Comment vous y arriverez ? C'est cela la question ce matin.

Je n'ai jamais cru que l'Assemblée Nationale pouvait prendre et résoudre cette question.

Qui ?

Le peuple français.

Le référendum ?

Cette idée-là, n'écarquillez pas les yeux car vous faites semblant, qui empoisonne les débats politiques depuis 40 ans ; je vous rappelle que François Mitterrand en 1985 l'avait fait voter et que les élections législatives de 86 ont eu lieu sous ce régime de la proportionnelle - c'était mon premier mandat - et on a eu une majorité.

Une majorité pour la droite qui a gouverné à l'époque, mais un référendum il faut qu’Emmanuel Macron le décide. Il n'y a que lui qui peut le décider.

Ma position est un peu différente. Comme vous avez vu, j'ai rassemblé des signatures très nombreuses de courants politiques très importants et qui sont majoritaires dans le pays.

Les écologistes, l'extrême droite, l’extrême gauche, tous les partis du centre, c'est la majorité des courants politiques du pays. Ils ont tous écrit au Président de la République

Je sais, mais comment est-ce qu’on arrive ?

Vous savez, vous, mais peut-être ceux qui vous écoutent ne le savent pas.

Je dis : cette question qui empoisonne le débat politique, au lieu de passer son temps à la promettre à chaque élection, cela a été le cas de tous les présidents précédents, et à ne pas la réaliser il suffit d'en remettre la décision aux Français.

On se tourne vers eux et on dit : voilà…

Mais cela, il n'y a qu’Emmanuel Macron qui peut le faire.

Qui peut le faire, mais moi je ne propose que le Président de la République s'engage sur ce sujet ; Je propose qu'il demande à ces formations si elles ont un texte qui pourrait les rassembler, si elles proposent quelque chose et, à ce moment-là, comme on le fait en Suisse, les référendums suisses, ce n'est pas le pouvoir qui s'y engage, ce sont les citoyens.

On demande aux citoyens français quel est leur choix pour l'avenir et cela réglera et tranchera toute cette question.

Vous espérez qu’Emmanuel Macron s'engage dans un référendum qui aurait lieu le jour des élections régionales ?

C'est ce que je souhaite.

Elles auront lieu au mois de juin ?

Cela dépend uniquement du sanitaire…

Vous acceptez l’idée qu’elles soient reportées ?

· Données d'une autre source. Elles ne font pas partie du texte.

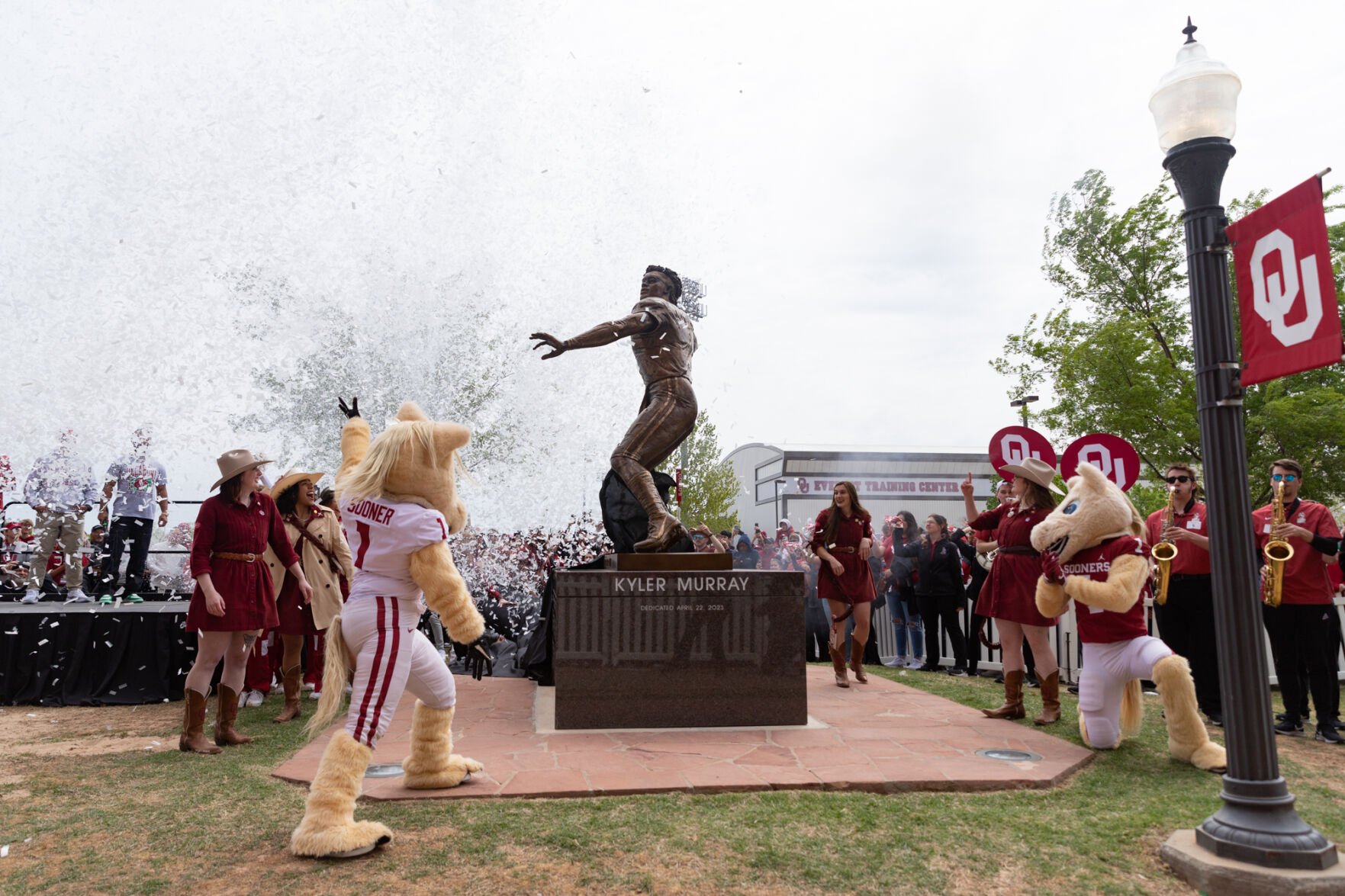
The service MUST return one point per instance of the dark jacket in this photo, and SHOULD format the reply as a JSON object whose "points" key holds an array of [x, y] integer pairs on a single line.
{"points": [[939, 565]]}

et des prescriptions que le Haut conseil chargé de la santé va faire d'ici au 1er avril pour dire si oui ou non il pense que ces élections auront lieu. C'est entre ses mains.

Et on le saura très vite.

Est-ce que je peux vous poser deux questions simples, pour terminer, par oui ou non ! Vous allez voir.

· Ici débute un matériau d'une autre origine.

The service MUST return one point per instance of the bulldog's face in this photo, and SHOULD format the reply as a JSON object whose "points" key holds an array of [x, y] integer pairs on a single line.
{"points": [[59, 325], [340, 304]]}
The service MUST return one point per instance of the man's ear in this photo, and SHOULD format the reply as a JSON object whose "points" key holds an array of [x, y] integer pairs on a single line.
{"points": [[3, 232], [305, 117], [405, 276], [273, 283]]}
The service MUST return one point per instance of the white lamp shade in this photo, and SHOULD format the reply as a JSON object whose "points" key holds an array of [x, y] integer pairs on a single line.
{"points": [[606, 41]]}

Je ne suis pas sûr que les questions par oui ou non sont des questions simples.

Est-ce que vous souhaitez qu’Emmanuel Macron fasse un second mandat, soit candidat à sa succession ?

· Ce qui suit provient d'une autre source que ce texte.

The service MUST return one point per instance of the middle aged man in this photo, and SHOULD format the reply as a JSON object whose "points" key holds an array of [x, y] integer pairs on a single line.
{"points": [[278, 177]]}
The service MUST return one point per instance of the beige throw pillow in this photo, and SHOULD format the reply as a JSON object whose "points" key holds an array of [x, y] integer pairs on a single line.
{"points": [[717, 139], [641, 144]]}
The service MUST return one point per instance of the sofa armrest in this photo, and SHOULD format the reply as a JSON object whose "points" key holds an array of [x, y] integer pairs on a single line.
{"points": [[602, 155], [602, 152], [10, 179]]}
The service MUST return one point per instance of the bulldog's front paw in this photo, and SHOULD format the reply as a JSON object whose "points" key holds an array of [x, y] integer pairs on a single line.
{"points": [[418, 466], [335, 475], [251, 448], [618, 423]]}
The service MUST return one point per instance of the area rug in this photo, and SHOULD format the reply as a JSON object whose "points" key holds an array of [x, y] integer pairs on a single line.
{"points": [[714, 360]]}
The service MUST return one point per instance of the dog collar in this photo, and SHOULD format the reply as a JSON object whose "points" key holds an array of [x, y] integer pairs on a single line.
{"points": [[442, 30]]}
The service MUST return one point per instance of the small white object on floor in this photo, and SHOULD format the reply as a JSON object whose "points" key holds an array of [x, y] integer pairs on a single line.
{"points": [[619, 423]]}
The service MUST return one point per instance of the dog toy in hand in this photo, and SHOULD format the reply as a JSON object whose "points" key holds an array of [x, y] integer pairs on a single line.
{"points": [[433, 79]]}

Je pense que la logique, c'est celle-là, mais sa décision n'est pas prise et il faut attendre qu’elle le soit.

Vous le souhaitez ?

Je pense que c'est un Président de la République à la hauteur de ce que nous vivons.

Vous avez abdiqué l'idée d'être vous-même à nouveau candidat à l’élection présidentielle

J’ai vu qu’il y avait des déclarations sur ce sujet. Je vais vous dire une chose. Il y a un moment où il faut arrêter de dire des bêtises et où il faut se concentrer sur l'essentiel. L'essentiel, c'est ce que nous avons dit là : le sanitaire, la crise économique qui vient, le social.

Si on peut éviter de jouer à ces jeux perpétuels dans lesquels on prend les élections comme une course de petits chevaux, je trouve que c'est mieux.

Donc, vous n'avez pas répondu à ma question : oui ou non avez-vous abdiqué ?

Je ne réponds pas aux questions par oui ou par non quand elles sont vicieuses. Donc, de ce point de vue là je vous fais crédit…

Pas de réponse aux questions vicieuses. C’est votre ligne, François Bayrou.